In 1903, outgrowing their original home while choosing to remain on the hilltop property, the Polish congregation broke ground on a new building at 839 Madison Street. Six families of master craftspeople labored 18 months to build the grand structure of St. Michael’s Church. Parish families sponsored the enormous expense to create the immense stained glass windows placed with dedications that still detail their family names. The religious depictions of each window not only contributed to the beauty of the building, but also offered yet another way to share important stories and moral lessons within the community.
And so it served, for nearly 100 years, hosting Mass first in Polish, then in English, and most recently in Spanish to meet the needs of the evolving parishioners. Embracing community needs beyond Mass, the buildings at 839 Madison Street also provided educational spaces and shelter for the homeless over the years. In 2007, when the local parishes merged, St. Michaels became vacant with an uncertain future.
Fast forward to 2009. Two thousand miles away on the west coast, Jim and Jimmie browse internet postings for a potential Bed and Breakfast property near Columbus. After stumbling across the online listing for the rectory building next to St. Michaels at 839 Madison Street, they hop a red eye flight across country to tour the building over the weekend on no more than a gut feeling. They were in awe. Reminiscing about the first walk through, their eyes light up like a parent sharing a favorite story about their child. They can vividly recall the textures of the woodwork, the feeling of opulence in the building. An offer for the rectory was on the table before their return flight. As a parting thought, it was mentioned by the listing agent that the beautiful church next door was also for sale. By the end of 2010, they owned both buildings and were on the precipice of an enormous business venture.

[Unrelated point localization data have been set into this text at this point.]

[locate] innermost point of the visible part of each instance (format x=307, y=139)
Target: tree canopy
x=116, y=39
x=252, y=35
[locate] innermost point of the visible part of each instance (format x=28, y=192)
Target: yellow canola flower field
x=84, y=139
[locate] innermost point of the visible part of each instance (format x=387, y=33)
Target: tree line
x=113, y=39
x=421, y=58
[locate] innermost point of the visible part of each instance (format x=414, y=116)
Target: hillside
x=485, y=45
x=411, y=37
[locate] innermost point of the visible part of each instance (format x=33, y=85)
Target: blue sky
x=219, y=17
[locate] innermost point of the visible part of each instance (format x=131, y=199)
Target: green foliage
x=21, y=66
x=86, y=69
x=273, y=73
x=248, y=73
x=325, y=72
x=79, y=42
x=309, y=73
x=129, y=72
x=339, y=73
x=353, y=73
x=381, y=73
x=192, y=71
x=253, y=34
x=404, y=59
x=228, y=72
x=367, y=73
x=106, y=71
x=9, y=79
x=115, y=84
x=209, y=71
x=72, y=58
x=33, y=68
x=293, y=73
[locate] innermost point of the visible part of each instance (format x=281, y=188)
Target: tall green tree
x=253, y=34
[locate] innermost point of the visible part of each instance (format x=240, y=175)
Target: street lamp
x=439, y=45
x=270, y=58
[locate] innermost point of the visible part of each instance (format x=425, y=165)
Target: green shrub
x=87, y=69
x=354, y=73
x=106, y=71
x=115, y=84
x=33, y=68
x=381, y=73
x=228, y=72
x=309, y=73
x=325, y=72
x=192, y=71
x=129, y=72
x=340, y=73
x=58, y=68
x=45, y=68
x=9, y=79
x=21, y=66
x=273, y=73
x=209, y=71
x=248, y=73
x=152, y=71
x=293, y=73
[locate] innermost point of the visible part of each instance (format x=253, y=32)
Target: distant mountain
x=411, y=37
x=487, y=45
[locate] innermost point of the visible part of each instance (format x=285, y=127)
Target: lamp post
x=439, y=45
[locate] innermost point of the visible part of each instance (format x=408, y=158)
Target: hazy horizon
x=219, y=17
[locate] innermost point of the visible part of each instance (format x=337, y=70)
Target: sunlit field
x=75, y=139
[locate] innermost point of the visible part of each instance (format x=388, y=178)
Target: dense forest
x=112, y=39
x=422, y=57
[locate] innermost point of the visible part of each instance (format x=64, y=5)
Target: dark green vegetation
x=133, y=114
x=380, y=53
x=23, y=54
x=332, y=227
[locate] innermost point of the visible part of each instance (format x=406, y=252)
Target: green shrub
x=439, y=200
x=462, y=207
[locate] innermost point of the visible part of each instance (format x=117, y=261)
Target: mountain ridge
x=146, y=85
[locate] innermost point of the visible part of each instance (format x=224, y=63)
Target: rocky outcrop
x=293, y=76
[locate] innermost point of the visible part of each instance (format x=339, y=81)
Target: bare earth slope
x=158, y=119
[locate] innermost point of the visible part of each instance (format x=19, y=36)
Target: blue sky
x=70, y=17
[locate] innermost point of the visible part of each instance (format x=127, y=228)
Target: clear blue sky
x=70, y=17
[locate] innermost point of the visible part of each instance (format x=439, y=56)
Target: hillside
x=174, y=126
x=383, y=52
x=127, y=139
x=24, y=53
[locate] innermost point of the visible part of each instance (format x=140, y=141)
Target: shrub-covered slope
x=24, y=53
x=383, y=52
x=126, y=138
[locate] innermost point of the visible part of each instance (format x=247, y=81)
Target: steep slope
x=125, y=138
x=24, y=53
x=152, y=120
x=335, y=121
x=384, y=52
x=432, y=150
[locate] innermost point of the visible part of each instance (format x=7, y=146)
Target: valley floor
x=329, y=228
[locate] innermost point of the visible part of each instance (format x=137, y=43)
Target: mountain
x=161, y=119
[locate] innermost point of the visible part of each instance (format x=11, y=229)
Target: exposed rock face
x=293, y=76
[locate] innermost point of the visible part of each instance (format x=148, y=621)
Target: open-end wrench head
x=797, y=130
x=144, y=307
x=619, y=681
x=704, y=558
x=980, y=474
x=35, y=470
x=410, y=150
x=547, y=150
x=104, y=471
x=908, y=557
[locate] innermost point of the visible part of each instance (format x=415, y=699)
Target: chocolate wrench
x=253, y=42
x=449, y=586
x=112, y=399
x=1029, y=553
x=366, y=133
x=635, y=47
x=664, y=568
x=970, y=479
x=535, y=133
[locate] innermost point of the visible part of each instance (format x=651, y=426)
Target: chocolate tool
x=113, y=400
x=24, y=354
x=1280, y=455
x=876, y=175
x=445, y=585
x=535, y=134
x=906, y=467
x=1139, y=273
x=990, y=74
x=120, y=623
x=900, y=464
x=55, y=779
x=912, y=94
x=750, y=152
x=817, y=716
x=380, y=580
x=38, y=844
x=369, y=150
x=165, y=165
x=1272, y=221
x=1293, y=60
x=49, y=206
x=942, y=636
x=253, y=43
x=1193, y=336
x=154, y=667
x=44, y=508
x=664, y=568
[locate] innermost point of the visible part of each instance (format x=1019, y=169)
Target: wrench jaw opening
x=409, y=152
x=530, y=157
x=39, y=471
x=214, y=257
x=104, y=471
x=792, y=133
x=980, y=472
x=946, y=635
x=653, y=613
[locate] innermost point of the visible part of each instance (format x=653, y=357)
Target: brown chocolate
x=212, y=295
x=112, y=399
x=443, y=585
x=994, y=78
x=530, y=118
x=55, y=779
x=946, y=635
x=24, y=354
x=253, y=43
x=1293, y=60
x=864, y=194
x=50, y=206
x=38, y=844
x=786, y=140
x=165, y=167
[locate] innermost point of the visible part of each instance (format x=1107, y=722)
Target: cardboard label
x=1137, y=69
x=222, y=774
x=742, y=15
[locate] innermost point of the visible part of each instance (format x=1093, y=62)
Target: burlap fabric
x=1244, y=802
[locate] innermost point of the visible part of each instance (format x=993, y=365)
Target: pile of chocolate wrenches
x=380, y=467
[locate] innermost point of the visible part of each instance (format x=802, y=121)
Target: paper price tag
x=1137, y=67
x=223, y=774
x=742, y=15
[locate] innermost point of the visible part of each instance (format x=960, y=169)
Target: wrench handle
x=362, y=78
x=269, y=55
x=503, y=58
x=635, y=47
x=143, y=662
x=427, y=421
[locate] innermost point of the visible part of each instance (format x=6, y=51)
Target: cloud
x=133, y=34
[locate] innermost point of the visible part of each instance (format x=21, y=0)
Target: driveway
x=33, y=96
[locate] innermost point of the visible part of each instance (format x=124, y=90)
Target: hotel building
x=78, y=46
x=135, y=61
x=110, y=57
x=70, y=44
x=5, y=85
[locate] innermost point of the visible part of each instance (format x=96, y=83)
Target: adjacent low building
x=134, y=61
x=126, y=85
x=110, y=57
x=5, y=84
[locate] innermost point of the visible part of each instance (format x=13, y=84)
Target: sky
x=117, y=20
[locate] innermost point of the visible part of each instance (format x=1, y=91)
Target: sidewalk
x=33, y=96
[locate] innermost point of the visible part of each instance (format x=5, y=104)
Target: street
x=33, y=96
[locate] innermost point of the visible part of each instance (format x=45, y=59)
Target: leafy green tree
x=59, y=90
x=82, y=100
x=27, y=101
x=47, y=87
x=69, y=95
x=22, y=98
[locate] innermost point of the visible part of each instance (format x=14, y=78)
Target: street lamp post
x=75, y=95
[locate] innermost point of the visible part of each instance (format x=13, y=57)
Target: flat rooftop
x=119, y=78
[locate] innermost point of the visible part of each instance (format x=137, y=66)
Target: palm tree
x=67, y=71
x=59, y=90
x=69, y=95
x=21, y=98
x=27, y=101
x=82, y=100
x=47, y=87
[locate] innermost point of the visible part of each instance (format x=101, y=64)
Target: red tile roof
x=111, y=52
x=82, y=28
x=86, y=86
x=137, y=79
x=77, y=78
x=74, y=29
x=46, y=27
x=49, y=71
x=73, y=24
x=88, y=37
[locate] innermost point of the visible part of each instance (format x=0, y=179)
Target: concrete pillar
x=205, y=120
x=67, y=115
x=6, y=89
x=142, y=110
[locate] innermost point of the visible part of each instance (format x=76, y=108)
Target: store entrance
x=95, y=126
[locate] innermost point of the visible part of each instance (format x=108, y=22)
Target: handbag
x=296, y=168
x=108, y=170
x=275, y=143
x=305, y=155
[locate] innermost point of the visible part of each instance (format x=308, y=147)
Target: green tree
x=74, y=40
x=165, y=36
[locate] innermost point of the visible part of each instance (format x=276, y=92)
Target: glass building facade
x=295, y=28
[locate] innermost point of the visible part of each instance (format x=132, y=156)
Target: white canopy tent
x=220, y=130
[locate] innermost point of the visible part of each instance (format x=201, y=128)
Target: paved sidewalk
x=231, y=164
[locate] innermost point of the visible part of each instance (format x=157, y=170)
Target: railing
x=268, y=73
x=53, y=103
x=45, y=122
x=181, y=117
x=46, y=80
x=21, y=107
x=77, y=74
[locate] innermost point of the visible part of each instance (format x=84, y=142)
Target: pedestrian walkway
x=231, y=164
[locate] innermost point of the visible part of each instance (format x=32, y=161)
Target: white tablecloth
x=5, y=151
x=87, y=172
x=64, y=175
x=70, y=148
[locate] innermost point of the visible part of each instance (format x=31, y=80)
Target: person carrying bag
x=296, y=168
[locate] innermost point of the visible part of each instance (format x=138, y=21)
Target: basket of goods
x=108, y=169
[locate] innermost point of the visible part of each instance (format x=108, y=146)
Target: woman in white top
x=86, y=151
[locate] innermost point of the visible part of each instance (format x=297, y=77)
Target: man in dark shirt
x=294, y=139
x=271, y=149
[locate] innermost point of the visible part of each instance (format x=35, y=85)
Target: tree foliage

St. Michaels Church itself quickly became the new focus, temporarily setting aside the B&B for new visions of a one-stop wedding venue. Jim and Jimmie refer to themselves as caretakers, not owners. They dreamed of a renovation that would maintain the history, aesthetics and selfless purpose of the building. Rearranging their lives for this mission included relocating their personal and professional lives, months of commuting to California for work commitments and diving head first into endless renovations. No easy task, and not one that could be undertaken without passion. Gutting the basement and creating a beautiful, fresh reception hall was the first step in developing what we now know as The Chapel of the Archangels.
Their first wedding was held in the summer of 2011 and nearly 100 couples have shared their vows in the unique space. A bed and breakfast in the rectory is still in the works. What resonates as most important to Jim and Jimmie is staying true to the community purpose of the site and so they regularly host events and fundraisers for local non-profits including Kiwanis, PAVE, Relay for Life and others, free of charge. As caretakers, they continue the mission the property seemed to always have in mind: A community gathering place, a place of warmth, acceptance and compassion.